Outside the bounds of the city, Dubai is a land of extraordinary natural beauty. The desert is surprisingly rich in colour and striking landscapes. This seemingly barren expanse supports a diversity of flora and fauna unique to this arid region. The isolated interior, once populated only by nomadic Bedouin tribes, is today within reach for visitors seeking to explore an amazingly different environment.
Dune driving itself is a highlight of any desert journey beyond the city. The sliding, shifting nature of the sand surface provides an enormous challenge and thrill. Novices should sign up for professional instruction before setting off into the desert – a number of operators offer expert tuition with four-wheel-drive vehicles provided. Guided trips cover both desert and mountain terrain, incorporating visits to remote villages and traditional camel farms.
One of the most exciting features of any desert safari is exploring the wadis. Wadis are steep-sided, dry creek beds that become a playground for four-wheel-drive enthusiasts. ‘Wadi-bashing’, as this peculiar pursuit is known, continues to grow in popularity with both residents and visitors. In contrast to the desert, the wadis frequently offer abundant plant life, rockpools and gorgeous scenery. Four-wheel-drive vehicles are required, and it is naturally recommended that novices do not attempt ‘wadi-bashing’ without expert supervision.
Visiting an original Bedouin village is an integral part of the desert experience in Dubai. Several local tour operators offer the chance to explore one of these fascinating enclaves. Tours such as these provide an extra insight into the nomadic lifestyle and the hardships faced by the Bedouin people, highlighting the traditional desert way of life. Camel rides are also available on desert safaris outside of Dubai, with instruction provided. In the evening, witness the spectacular desert sunset while dining at a traditional Arabian barbecue featuring music, dancing and often a special falconry display.
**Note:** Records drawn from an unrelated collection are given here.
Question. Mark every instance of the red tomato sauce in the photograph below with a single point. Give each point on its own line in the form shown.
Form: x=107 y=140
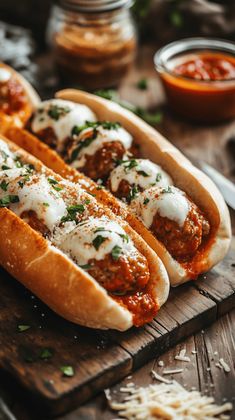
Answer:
x=207 y=67
x=201 y=87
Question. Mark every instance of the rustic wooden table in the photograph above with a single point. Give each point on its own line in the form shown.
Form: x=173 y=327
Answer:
x=209 y=143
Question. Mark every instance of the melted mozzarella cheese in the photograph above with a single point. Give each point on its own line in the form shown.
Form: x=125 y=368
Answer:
x=104 y=135
x=5 y=75
x=74 y=115
x=144 y=174
x=35 y=195
x=6 y=156
x=172 y=205
x=78 y=243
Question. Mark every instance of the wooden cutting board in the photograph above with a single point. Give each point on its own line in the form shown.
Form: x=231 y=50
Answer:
x=98 y=358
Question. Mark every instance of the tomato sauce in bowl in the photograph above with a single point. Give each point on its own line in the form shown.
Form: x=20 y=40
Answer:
x=199 y=78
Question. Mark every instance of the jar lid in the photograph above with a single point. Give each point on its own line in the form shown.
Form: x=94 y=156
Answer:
x=95 y=6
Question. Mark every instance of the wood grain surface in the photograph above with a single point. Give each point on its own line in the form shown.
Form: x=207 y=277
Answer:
x=101 y=359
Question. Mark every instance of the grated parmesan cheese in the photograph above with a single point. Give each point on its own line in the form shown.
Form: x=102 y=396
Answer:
x=159 y=378
x=168 y=402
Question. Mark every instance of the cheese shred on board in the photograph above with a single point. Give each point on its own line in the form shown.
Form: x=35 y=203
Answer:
x=168 y=402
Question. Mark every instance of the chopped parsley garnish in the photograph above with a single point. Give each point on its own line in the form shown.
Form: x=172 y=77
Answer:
x=5 y=167
x=72 y=213
x=46 y=354
x=143 y=173
x=133 y=193
x=99 y=239
x=116 y=252
x=124 y=237
x=67 y=370
x=9 y=199
x=4 y=185
x=56 y=111
x=167 y=190
x=18 y=162
x=23 y=327
x=84 y=143
x=57 y=188
x=108 y=125
x=54 y=183
x=4 y=155
x=158 y=177
x=100 y=229
x=30 y=168
x=142 y=84
x=86 y=266
x=23 y=181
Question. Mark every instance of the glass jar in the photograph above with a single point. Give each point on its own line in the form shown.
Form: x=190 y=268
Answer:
x=94 y=42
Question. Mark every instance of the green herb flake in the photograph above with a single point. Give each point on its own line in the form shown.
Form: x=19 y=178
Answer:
x=5 y=167
x=143 y=173
x=100 y=229
x=52 y=181
x=142 y=84
x=46 y=354
x=56 y=111
x=124 y=237
x=116 y=252
x=158 y=177
x=133 y=193
x=4 y=155
x=99 y=239
x=67 y=370
x=9 y=199
x=23 y=327
x=72 y=213
x=167 y=190
x=4 y=185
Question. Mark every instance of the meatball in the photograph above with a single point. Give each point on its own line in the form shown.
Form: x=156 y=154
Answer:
x=12 y=96
x=119 y=277
x=99 y=165
x=123 y=191
x=182 y=243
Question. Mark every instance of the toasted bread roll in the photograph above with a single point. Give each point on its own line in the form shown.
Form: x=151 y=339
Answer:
x=85 y=263
x=123 y=153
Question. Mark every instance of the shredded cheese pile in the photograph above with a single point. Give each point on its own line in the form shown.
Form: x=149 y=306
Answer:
x=167 y=402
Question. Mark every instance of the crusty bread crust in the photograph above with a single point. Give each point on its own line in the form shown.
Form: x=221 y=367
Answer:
x=185 y=176
x=60 y=283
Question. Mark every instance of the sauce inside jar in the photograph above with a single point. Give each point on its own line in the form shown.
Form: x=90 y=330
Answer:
x=200 y=86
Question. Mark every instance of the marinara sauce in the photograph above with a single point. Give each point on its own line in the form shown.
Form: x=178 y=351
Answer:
x=199 y=83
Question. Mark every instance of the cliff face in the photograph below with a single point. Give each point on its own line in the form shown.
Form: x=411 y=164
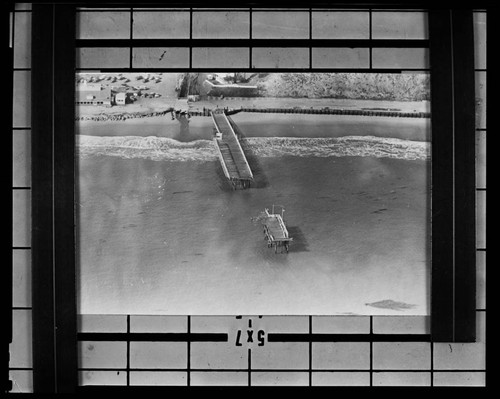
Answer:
x=366 y=86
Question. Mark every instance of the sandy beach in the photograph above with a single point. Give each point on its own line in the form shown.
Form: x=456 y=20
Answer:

For those not so keen on ‘roughing it’, Dubai offers some luxurious features even in the remotest parts of the desert. Al Maha is a luxury resort set in 3300 acres of dunes off the highway between Dubai and Al Ain. The resort is a unique blend of tourism and conservation, aimed at reviving endangered native species including gazelles, ostriches, caracals and the rare Arabian oryx.
In addition to the focus on wildlife, Al Maha offers a chance to try traditional Arabic pursuits like camel-riding, horse-riding, falconry and archery. After a full day exploring the interior, relax by the private pool and spend the night in a luxuriously appointed suite.
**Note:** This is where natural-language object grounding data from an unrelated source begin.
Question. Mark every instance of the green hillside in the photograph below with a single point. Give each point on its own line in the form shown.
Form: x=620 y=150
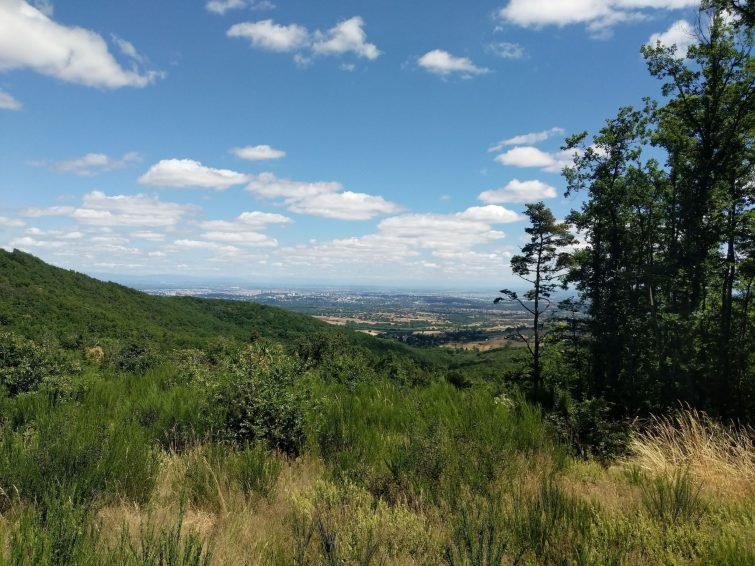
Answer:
x=38 y=299
x=171 y=431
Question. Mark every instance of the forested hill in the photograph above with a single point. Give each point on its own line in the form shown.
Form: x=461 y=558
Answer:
x=40 y=301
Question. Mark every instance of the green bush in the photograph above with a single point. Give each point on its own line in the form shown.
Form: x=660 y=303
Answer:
x=25 y=365
x=261 y=400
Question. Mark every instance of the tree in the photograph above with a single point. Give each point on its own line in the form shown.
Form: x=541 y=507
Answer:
x=542 y=263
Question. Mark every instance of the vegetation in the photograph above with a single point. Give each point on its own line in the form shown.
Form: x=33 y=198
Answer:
x=172 y=431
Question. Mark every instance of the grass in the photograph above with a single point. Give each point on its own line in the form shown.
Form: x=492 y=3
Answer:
x=133 y=469
x=721 y=457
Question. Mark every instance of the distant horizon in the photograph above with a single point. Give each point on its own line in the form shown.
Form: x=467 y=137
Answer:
x=360 y=143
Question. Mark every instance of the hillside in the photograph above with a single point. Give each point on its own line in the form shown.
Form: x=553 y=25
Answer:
x=317 y=445
x=38 y=300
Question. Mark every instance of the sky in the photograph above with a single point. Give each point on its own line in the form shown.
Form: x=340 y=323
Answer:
x=337 y=142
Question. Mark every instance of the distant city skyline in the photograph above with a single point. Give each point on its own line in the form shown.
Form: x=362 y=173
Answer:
x=386 y=144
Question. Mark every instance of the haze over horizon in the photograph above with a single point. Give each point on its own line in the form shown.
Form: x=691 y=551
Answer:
x=345 y=143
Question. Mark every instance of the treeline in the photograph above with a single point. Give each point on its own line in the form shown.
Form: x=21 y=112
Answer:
x=666 y=263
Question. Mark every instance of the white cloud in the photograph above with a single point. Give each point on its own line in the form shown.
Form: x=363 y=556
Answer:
x=90 y=164
x=241 y=238
x=326 y=199
x=244 y=230
x=31 y=40
x=176 y=173
x=344 y=206
x=258 y=152
x=48 y=211
x=347 y=36
x=267 y=185
x=490 y=214
x=519 y=192
x=418 y=242
x=681 y=34
x=44 y=6
x=7 y=102
x=268 y=35
x=443 y=63
x=529 y=156
x=6 y=222
x=149 y=236
x=528 y=139
x=506 y=50
x=598 y=15
x=223 y=6
x=246 y=221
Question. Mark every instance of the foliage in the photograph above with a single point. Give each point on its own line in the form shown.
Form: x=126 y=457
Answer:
x=25 y=365
x=542 y=263
x=261 y=400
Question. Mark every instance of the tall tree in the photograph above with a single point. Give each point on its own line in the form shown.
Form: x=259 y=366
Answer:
x=542 y=264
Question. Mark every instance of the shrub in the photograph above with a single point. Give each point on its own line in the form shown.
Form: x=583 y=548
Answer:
x=261 y=400
x=25 y=365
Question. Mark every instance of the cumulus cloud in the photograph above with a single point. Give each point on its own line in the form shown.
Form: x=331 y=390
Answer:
x=680 y=33
x=326 y=199
x=528 y=139
x=223 y=6
x=48 y=211
x=598 y=15
x=346 y=37
x=177 y=173
x=529 y=156
x=246 y=221
x=267 y=185
x=258 y=152
x=442 y=63
x=268 y=35
x=29 y=39
x=7 y=102
x=445 y=242
x=148 y=235
x=506 y=50
x=6 y=222
x=519 y=192
x=344 y=206
x=90 y=164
A number of roads now cross the wilderness, linking settlements and oases. About 20 kilometers from town lie the twin oases of Khawanij and Awir. Although surrounded by semi-desert, the availability of water transforms these oases into luxuriant pockets of rich, colorful vegetation. Here many wealthy Dubai families have holiday villas where they spend weekends away from urban stresses and the humidity of the coastal city.
In the fertile regions surrounding the Hajar Mountains, naturally watered date gardens flourish, their foliage a magnet for birds. Hundreds of species of birdlife exist in the emirates, and Dubai is a popular destination with bird-watchers. Customized tours are available, incorporating a full range of landscapes and some remarkable birdlife.
Dubai by Air:
Operators of both helicopters and fixed-wing aircraft offer visitors a chance to explore Dubai from a higher perspective. A flight above the city offers a magnificent view of the clean, clear Gulf waters, the surrounding desert, and the dazzling blend of traditional and high-tech architecture that composes Dubai. Inland, the exposed rock formations of the mountainsides form a striking spectacle, from both the sky and land.
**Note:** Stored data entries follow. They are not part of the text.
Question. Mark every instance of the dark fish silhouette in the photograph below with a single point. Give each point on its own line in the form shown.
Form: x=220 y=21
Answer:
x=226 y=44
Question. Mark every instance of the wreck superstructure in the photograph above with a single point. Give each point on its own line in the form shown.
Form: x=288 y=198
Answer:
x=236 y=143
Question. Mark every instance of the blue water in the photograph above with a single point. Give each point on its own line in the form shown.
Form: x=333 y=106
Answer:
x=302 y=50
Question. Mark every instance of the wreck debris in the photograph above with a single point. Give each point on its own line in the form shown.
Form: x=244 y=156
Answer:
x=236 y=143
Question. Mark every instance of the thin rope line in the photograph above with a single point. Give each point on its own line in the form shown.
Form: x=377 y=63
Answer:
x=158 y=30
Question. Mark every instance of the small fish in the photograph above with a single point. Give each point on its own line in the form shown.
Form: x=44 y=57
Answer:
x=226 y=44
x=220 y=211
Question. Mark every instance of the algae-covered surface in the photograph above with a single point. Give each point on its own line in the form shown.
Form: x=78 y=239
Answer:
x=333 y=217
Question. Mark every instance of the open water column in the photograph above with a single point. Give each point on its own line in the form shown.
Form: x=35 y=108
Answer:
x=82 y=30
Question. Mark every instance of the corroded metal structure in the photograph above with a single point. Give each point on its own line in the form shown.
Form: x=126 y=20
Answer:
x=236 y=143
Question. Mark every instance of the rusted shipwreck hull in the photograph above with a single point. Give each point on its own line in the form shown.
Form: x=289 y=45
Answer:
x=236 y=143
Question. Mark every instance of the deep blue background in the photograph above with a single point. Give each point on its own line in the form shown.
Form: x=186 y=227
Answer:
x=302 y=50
East of Dubai, approximately one hour’s drive from the city, lies the small green valley of Hatta, nestled beneath the forbidding Hajar mountains. The Hatta Fort Hotel is Dubai’s only mountain resort complex, while the village itself is more than 200 years old. Wadi Hatta offers lush greenery and diverse wildlife, and the journey to Hatta takes in a wide range of amazing desert scenery.